The researcher, Michal Kosinski, said
that LLMs can predict preferences of users based on what websites they
visits, what products they purchases, their music choices and other
behavioral data. While predicting the behaviors, it is also important to
know the psychological processes of the individuals. For the study on
LLMs, the researcher used a false-belief task, a psychological test, to
understand the ability of LLMs to predict responses.
Two types of
tasks, the Unexpected Contents task and the Unexpected Transfer task,
were used for the false-belief test. In the Unexpected Contents task, a
subject sees an object with a misleading title and assumes the
misleading title to be accurate. In an Unexpected Transfer task, an
object gets moved without the subject knowing and the subject searches
for the object in the same place. The LLMs tested had to predict and
conclude what a human would do if he encountered these two situations.
Kosinski evaluated 11 LLMs and created 40 false beliefs to test them.

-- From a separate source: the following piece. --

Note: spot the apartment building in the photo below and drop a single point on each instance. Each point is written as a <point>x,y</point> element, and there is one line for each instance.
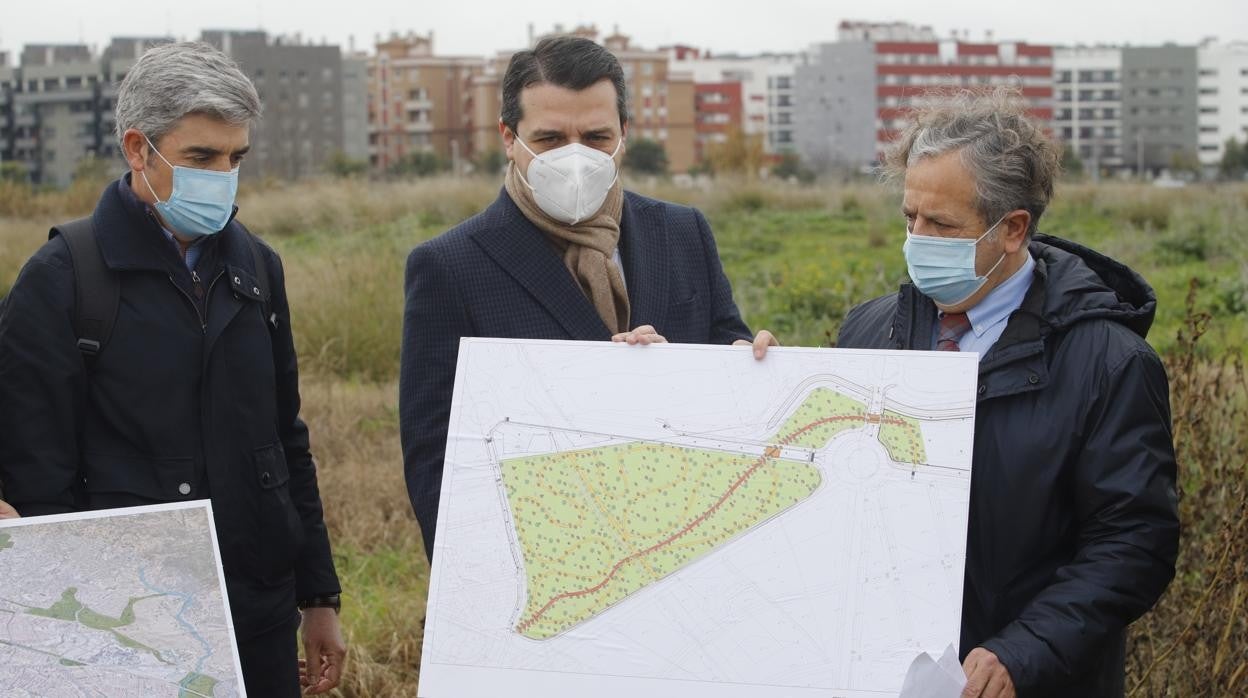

Each false-belief scenario targeted the model's comprehension and
understanding of the real world.
The results of the tests showed that GPT-1 and GPT-2 weren't able to solve false-belief tasks, concluding that earlier models of ChatGPT don't have ability to do so. On the other hand, 20% of the tasks were performed accurately by ChatGPT-3 which is equivalent to tasks performed by a three year old. The LLM with the best performance was ChatGPT-4 which was able to complete 75% of the tasks accurately. It predicted 90% of Unexpected Contents tasks while 60% of Unexpected Transfer tasks. The results also showed that ChatGPT-4 was able to adjust its predictions based on context and reasoning instead of simple patterns.